The Monk portrays not only sin in general but sexual desire in particular as momentously powerful and perverse; Antonia appears utterly doomed because, the narrative suggests, corrupt sexuality longs to destroy innocence. In another instance of tragic irony, it is Antonia’s purity that marks her out as Ambrosio’s victim. The narrative repeats again and again that Ambrosio is attracted to Antonia precisely because of her lack of sexual desire: “An air of enchanting innocence and candour pervaded her whole form; and there was a sort of modesty in her nakedness, which added fresh stings to the desires of the lustful Monk” (232). This attraction to sexual innocence suggests a gendered power dynamic in which men lust to dominate vulnerable women. Ambrosio appears obsessed with the idea that once Antonia is in the tombs of St. Clare, she will “be absolutely in his power” (232). This dynamic also reflects the novel’s repeated association of sexual desire with destruction and death: Ambrosio gives in to Matilda’s sexual demands as she hovers on the brink of death; Don Lorenzo’s elopement with Agnes leads to his “marriage” to a corpse; Ambrosio murders Elvira when she interrupts his attempt to rape Antonia; and Ambrosio agrees to poison Antonia—making her “the exact image of Death […] She will appear a Corse to every eye” (254)—to sexually assault her. Even as The Monk suggests that religious orders unjustly repress natural sexual desires, the novel still links Sexual Desire, Danger, and Deviance to one another.
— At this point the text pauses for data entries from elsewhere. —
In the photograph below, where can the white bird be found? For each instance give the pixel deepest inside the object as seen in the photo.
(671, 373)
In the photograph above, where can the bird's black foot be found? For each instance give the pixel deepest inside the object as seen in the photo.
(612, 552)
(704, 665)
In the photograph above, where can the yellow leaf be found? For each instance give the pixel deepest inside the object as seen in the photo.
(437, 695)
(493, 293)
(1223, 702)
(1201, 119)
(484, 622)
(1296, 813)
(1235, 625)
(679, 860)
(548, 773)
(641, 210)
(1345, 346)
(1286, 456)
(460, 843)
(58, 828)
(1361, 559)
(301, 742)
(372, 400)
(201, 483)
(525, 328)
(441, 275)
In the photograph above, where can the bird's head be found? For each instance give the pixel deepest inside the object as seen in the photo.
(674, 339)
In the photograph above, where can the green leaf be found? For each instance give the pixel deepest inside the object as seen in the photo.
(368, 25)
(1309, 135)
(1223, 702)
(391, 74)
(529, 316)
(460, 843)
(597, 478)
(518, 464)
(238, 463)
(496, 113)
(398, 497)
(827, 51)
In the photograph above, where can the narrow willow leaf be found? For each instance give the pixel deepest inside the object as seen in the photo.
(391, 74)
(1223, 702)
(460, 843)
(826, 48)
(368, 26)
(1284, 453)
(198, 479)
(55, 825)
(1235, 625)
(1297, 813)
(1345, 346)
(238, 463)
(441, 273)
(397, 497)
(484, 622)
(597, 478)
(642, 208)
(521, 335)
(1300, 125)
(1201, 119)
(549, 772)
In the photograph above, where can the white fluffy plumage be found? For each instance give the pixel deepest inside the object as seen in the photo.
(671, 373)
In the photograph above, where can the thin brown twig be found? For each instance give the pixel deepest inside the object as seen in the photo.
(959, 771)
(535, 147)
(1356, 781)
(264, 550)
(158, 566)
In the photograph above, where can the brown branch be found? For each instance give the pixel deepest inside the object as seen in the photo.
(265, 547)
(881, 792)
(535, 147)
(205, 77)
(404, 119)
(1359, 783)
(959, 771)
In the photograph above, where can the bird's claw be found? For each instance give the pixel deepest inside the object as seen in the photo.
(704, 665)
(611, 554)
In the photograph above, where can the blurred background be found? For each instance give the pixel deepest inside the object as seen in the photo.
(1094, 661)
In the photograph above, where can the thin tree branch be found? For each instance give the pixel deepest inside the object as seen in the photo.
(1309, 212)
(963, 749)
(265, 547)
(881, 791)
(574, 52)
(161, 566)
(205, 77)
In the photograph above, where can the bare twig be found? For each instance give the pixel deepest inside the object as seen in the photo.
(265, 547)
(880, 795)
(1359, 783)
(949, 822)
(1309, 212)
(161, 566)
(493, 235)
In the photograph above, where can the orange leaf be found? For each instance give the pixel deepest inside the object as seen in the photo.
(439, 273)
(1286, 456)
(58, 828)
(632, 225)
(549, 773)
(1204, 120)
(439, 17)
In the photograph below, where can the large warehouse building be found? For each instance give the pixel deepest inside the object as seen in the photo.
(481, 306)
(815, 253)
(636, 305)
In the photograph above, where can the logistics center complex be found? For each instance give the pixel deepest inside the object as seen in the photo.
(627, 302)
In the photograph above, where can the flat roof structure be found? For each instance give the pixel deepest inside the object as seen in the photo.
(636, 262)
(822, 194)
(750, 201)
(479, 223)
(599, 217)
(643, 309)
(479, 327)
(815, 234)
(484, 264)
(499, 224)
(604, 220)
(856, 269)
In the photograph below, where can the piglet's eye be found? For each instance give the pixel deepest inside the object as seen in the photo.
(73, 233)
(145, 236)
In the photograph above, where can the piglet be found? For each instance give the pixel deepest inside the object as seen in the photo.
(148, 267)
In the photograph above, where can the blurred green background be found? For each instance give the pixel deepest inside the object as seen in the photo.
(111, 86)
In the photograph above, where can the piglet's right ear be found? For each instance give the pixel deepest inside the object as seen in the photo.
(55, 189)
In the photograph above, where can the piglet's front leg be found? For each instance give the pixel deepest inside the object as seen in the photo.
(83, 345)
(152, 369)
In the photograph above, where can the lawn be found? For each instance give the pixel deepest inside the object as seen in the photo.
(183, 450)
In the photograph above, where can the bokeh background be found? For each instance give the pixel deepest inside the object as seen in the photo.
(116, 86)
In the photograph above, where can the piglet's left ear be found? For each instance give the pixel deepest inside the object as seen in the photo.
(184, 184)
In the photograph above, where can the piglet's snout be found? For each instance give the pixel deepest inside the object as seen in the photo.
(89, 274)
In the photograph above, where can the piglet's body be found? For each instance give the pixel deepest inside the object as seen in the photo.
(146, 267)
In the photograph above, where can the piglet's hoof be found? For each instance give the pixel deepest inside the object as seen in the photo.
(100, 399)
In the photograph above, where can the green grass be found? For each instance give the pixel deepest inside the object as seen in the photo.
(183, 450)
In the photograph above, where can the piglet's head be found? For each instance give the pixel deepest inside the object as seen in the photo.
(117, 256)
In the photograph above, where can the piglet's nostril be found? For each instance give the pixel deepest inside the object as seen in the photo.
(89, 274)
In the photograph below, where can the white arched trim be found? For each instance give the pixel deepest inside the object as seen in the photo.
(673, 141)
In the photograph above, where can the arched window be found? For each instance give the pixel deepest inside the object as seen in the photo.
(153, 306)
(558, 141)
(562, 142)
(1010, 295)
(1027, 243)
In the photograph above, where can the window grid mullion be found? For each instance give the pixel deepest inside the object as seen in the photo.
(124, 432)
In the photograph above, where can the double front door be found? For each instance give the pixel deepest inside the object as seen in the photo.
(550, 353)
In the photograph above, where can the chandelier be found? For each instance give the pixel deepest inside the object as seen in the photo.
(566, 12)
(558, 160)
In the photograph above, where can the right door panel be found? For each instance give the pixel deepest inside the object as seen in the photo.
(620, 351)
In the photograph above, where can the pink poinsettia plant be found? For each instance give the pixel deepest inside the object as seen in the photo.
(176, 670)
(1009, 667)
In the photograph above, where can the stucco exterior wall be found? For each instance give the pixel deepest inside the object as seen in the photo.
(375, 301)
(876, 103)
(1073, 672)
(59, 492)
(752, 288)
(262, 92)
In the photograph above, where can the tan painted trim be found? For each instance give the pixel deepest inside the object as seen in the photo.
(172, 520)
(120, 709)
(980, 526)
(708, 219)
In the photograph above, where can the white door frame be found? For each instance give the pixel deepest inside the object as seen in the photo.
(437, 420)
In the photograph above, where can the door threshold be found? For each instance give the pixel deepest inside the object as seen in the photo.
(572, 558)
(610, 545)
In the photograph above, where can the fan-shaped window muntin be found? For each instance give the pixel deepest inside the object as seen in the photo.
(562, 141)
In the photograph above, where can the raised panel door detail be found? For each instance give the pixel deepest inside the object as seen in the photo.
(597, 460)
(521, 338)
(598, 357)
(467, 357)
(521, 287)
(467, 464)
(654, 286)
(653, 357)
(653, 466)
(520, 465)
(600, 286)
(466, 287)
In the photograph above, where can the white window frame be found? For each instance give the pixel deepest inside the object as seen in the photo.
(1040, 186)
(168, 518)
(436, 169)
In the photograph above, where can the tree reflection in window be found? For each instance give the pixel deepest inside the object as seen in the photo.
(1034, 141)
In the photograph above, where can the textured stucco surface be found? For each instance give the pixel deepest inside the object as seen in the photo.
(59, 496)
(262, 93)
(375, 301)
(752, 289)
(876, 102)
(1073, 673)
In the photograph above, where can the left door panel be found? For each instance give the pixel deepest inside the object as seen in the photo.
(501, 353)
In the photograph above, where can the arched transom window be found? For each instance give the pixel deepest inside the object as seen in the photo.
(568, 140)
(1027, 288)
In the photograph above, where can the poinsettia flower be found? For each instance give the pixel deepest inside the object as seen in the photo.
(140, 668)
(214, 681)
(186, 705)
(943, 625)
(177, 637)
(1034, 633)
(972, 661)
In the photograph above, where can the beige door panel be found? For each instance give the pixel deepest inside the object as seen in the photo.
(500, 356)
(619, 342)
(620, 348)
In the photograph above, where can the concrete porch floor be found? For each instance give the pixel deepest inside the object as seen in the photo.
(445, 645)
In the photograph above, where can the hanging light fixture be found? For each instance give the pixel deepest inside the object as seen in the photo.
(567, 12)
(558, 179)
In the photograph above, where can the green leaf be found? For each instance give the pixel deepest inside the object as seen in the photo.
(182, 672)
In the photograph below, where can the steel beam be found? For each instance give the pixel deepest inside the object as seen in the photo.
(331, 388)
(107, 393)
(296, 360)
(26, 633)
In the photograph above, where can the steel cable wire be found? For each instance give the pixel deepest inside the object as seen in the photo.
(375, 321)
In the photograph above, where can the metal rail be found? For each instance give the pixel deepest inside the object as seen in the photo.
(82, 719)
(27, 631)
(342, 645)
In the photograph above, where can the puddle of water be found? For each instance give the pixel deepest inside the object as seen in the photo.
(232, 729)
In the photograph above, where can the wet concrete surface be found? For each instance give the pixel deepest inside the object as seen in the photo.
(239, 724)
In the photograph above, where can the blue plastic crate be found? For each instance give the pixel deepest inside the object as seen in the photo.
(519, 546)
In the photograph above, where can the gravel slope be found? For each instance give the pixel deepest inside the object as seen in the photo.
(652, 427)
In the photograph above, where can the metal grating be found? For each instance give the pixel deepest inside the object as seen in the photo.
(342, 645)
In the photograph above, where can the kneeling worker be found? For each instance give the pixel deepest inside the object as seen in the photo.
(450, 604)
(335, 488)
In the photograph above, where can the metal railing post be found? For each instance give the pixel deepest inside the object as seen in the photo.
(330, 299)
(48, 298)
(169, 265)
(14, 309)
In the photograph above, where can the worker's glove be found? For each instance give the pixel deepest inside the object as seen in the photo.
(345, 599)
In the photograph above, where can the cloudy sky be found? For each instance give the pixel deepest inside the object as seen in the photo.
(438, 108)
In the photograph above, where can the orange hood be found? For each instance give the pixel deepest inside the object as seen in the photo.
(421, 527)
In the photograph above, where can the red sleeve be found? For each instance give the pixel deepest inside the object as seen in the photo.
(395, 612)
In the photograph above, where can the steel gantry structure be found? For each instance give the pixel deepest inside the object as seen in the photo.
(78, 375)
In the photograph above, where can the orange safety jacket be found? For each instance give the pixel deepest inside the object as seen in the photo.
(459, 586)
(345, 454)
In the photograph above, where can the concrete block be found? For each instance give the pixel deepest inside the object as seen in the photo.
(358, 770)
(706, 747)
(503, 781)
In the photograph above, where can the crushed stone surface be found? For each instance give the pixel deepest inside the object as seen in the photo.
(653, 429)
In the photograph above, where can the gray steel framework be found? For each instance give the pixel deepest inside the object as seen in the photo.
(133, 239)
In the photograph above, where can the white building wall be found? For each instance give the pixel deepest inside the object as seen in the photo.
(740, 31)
These chapters also continue the novel’s motif of Dreams and Omens; Elvira’s ghost appears to warn Antonia that she will soon follow her into the afterlife. However, just as Antonia dismissed the fortuneteller’s prophecy earlier in the novel, Antonia ignores her mother’s ghost, convincing herself that she hallucinated her mother’s appearance. The Monk portrays religious hypocrisy as so pervasive—and religious leaders as so untrustworthy—that supernatural beings seem to offer an alternative source of higher truth outside the structures of organized religion. However, the novel’s characters seem unable to make use of these revelations, as these specters simply terrify them. Elvira’s ghost, wrapped in a white shroud, also recalls the Bleeding Nun. Like the Bleeding Nun, Ambrosio is a member of a religious order who commits murder in his pursuit of sexual pleasure; this ghostly appearance foreshadows not only Antonia’s but also Ambrosio’s ultimate demise.